The discussion acknowledged that AI definitions continue to evolve. What counts as artificial intelligence versus standard automation isn’t always clear. As capabilities improve and reasoning models develop, new use cases will emerge that don’t exist today.

Platform approach for uncertainty

Red Hat’s strategy centers on providing a unified platform for AI and traditional applications. The OpenShift foundation supports containers, virtual machines, and now AI workloads. This consolidation aims to simplify infrastructure while giving organizations flexibility. The company added specific AI products, including OpenShift AI, Enterprise Linux AI, and the AI Inferencing Server. These tools handle different parts of the AI lifecycle, from development to deployment to inference.

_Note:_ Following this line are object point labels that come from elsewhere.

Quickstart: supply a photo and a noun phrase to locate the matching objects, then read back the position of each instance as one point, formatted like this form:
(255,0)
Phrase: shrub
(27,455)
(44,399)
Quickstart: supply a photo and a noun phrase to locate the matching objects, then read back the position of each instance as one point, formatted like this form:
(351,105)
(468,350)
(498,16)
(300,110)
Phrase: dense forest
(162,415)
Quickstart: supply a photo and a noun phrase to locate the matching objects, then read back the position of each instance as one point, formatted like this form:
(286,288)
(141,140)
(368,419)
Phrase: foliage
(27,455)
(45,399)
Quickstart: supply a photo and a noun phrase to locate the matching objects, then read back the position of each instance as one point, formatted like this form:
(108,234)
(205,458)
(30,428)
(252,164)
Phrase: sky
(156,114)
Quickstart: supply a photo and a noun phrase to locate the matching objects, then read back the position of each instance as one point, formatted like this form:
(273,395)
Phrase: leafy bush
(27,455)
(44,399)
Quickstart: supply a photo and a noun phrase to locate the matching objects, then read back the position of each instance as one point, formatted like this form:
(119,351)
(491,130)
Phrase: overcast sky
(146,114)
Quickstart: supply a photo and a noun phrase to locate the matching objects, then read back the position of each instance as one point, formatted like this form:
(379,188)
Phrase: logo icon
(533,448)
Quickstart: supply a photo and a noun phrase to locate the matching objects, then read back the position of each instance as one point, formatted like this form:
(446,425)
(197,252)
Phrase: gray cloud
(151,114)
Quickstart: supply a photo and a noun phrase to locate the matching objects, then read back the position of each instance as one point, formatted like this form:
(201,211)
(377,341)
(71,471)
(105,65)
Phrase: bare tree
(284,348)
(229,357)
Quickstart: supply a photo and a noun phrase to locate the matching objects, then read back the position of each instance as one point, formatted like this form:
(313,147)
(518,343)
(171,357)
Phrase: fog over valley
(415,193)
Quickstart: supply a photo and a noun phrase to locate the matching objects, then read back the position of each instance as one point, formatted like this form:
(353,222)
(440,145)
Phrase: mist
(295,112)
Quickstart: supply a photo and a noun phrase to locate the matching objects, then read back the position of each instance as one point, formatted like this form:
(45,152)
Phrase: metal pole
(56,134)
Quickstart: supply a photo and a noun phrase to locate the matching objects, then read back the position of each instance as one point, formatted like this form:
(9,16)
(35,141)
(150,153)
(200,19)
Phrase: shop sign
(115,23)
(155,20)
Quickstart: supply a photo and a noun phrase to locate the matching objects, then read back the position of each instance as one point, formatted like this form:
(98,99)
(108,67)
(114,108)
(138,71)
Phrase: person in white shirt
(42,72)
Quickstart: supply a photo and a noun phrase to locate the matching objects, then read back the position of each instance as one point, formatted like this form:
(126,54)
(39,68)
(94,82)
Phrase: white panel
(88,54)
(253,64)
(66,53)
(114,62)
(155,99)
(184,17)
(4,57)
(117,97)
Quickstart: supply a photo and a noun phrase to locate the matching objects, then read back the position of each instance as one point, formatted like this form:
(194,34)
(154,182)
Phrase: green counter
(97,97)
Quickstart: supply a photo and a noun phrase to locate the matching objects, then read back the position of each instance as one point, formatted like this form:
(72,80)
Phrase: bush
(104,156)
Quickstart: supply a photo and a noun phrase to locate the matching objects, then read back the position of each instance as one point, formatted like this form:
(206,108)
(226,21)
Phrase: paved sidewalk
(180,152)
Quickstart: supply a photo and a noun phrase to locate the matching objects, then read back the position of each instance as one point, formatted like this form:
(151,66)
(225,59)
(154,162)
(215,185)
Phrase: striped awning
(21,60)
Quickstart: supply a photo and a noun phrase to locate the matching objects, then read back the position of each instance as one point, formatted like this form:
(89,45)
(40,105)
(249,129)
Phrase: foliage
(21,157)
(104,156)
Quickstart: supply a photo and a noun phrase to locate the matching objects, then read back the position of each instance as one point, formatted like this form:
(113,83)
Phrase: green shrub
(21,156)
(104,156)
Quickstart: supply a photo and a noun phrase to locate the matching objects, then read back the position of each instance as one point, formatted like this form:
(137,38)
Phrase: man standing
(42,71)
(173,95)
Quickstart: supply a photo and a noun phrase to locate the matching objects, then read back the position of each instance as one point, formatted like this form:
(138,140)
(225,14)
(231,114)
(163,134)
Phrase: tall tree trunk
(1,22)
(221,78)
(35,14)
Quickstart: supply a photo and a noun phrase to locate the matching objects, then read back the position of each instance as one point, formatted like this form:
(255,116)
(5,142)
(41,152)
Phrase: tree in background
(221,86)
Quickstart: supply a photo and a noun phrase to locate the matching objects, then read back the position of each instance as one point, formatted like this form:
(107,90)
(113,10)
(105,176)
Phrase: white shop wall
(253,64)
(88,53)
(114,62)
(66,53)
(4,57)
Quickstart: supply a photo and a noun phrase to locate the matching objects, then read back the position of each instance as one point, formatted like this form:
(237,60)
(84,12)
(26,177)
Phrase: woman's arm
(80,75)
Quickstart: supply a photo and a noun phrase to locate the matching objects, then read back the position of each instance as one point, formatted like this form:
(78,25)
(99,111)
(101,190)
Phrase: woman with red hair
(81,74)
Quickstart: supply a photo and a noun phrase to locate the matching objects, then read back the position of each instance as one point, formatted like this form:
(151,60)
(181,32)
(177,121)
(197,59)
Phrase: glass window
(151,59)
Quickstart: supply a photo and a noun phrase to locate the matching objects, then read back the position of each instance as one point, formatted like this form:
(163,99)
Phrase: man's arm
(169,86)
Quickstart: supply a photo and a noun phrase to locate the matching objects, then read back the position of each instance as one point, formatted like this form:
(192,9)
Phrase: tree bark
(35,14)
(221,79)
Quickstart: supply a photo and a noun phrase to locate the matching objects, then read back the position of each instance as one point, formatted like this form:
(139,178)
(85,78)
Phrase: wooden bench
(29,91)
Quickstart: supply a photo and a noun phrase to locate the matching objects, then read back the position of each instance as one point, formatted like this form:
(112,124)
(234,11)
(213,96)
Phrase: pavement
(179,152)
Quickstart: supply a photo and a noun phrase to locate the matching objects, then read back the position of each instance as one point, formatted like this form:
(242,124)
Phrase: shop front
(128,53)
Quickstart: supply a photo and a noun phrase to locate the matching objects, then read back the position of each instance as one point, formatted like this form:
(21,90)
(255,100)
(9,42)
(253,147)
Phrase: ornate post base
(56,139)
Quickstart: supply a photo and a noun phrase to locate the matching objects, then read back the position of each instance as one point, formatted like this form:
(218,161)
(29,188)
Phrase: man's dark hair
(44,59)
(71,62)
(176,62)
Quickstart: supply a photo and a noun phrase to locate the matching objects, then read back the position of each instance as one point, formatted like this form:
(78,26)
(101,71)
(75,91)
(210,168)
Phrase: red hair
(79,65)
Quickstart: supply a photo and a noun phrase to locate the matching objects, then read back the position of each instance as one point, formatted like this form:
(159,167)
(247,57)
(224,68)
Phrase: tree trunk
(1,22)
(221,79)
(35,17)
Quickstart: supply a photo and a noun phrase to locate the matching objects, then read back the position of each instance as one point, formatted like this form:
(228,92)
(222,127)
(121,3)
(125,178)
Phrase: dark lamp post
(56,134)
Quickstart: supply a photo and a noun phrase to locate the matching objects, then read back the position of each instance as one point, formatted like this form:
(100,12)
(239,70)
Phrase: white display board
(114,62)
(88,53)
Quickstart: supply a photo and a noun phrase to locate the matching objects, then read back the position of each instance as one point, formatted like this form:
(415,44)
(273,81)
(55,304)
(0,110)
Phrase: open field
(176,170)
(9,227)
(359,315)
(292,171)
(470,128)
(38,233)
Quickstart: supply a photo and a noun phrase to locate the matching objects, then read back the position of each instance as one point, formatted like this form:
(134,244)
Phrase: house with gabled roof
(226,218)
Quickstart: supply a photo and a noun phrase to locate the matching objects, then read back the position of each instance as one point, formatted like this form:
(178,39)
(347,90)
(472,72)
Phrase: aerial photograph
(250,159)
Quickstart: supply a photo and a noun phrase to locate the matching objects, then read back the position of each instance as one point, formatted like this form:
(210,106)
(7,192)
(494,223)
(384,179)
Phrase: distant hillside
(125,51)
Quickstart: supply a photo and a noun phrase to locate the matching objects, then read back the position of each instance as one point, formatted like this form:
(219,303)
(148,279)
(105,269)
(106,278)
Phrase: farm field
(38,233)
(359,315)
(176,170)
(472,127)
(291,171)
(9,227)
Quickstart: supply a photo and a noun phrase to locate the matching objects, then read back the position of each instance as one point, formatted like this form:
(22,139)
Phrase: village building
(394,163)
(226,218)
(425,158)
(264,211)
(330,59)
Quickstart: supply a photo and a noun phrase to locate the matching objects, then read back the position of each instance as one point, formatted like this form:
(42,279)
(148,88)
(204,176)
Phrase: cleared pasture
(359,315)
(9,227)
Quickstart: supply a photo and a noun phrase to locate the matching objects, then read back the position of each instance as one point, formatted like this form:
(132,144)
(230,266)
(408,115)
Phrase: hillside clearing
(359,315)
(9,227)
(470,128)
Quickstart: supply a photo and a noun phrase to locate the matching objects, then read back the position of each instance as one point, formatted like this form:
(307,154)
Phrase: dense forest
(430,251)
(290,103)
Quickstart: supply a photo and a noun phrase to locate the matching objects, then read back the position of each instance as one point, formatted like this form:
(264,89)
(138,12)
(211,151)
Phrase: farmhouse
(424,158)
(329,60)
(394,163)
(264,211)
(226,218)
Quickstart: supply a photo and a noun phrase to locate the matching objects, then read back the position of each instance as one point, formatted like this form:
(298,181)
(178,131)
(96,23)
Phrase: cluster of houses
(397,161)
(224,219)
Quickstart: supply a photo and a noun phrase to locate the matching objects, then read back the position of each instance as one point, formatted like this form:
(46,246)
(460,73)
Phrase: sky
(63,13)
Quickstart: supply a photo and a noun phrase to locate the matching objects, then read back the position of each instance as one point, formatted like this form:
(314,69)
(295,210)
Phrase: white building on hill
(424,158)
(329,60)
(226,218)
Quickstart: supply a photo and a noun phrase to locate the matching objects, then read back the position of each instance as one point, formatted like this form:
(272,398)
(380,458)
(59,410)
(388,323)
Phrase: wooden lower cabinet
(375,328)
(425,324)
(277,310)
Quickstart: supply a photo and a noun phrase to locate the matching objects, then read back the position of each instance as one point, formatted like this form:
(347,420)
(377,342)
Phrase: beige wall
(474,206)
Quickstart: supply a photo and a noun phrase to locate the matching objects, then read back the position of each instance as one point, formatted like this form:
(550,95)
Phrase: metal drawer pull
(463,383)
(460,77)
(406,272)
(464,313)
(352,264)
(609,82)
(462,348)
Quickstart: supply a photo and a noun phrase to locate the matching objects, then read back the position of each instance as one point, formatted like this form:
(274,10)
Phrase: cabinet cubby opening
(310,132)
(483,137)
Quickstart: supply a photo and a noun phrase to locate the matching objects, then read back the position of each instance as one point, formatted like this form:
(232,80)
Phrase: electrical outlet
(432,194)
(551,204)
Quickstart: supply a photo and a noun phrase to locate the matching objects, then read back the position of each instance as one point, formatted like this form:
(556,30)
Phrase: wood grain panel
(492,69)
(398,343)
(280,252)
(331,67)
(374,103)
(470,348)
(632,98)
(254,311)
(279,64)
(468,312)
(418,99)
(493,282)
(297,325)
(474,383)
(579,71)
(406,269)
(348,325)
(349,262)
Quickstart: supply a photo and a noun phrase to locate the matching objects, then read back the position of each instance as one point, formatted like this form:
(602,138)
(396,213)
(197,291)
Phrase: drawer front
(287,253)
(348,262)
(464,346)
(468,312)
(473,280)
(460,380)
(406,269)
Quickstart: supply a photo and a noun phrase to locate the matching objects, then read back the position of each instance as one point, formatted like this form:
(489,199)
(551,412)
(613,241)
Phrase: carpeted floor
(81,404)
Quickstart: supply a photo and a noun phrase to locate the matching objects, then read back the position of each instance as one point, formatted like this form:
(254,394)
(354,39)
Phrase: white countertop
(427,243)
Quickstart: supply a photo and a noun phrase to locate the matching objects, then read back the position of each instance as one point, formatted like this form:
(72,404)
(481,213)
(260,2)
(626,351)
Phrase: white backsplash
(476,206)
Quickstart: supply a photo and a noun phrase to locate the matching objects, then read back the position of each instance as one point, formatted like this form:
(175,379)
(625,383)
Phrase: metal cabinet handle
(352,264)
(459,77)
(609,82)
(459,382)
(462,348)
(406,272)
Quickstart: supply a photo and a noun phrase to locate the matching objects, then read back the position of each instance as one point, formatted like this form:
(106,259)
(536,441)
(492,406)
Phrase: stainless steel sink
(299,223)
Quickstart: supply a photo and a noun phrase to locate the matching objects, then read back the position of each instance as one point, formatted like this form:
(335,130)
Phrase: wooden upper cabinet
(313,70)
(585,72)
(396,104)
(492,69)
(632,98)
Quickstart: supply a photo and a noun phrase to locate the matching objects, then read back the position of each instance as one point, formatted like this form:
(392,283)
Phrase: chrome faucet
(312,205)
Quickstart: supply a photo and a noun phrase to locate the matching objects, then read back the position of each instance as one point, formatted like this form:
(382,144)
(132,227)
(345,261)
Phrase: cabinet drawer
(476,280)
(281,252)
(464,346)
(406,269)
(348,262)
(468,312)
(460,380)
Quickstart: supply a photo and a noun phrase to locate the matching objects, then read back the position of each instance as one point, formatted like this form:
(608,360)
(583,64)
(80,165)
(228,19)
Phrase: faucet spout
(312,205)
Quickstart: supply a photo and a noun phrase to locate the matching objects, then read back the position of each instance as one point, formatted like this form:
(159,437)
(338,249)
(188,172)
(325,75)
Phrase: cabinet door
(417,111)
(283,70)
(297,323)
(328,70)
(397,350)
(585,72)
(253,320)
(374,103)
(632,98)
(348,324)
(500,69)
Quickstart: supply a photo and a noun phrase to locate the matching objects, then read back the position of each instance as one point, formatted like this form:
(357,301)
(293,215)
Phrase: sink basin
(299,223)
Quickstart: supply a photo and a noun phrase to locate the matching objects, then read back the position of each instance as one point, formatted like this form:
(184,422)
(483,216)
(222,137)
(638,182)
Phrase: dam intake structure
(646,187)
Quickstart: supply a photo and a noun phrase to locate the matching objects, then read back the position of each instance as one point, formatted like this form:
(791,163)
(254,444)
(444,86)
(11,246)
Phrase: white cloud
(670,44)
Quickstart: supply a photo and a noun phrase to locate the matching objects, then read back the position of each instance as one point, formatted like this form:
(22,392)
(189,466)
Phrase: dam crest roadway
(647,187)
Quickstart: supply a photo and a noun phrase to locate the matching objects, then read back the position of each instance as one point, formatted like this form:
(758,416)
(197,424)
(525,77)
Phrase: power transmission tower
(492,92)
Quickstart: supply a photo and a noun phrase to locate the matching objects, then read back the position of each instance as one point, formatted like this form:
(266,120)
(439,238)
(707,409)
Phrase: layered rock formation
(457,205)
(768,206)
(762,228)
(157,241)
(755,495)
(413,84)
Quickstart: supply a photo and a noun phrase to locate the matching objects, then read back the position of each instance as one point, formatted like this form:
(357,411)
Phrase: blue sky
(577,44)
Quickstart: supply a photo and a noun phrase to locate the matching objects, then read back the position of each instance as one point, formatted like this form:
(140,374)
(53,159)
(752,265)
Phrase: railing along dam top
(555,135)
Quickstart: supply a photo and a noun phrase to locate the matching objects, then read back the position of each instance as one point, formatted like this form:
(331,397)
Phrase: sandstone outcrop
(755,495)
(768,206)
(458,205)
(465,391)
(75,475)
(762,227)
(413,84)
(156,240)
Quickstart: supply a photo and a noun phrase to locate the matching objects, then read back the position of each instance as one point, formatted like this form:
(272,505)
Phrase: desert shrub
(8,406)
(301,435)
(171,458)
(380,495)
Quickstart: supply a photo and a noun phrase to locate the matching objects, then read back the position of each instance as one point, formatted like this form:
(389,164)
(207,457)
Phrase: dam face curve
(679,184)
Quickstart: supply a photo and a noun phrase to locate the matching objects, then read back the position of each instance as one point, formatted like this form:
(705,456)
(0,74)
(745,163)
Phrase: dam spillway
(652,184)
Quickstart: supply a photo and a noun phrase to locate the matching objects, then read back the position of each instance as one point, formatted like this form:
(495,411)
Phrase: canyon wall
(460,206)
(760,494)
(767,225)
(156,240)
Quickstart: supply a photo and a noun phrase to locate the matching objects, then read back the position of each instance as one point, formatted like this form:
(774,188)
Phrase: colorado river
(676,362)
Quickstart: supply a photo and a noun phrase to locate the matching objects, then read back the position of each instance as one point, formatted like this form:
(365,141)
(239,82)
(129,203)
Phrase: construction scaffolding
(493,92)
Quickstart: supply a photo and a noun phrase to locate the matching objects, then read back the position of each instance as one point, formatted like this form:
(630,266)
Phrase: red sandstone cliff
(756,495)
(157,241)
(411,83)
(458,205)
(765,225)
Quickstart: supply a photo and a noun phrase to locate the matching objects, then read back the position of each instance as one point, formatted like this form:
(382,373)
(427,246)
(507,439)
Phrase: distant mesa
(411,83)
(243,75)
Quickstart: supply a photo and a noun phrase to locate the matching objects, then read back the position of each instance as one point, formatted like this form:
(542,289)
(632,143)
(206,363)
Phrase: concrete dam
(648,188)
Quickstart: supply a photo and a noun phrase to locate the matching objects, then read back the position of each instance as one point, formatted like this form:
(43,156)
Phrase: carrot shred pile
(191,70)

By building on open source, Red Hat argues that companies retain choice and flexibility over software and hardware. If requirements change or better models emerge, organizations can adapt without replacing their entire infrastructure. The same platform that runs today’s workloads should handle tomorrow’s innovations. This approach answers the uncertainty in the AI market. Companies don’t know which technologies will dominate or how regulations will develop. An open, flexible platform provides insurance against making the wrong architectural bet.

Badani emphasizes that both innovation and efficiency matter. New capabilities need to work with existing investments. Companies can’t rip out everything to adopt AI. Platforms that bridge legacy and modern workloads while supporting diverse hardware will likely see adoption. Red Hat’s 25 years+ in open source position it for this transition. The same principles that drove Linux adoption now apply to AI infrastructure.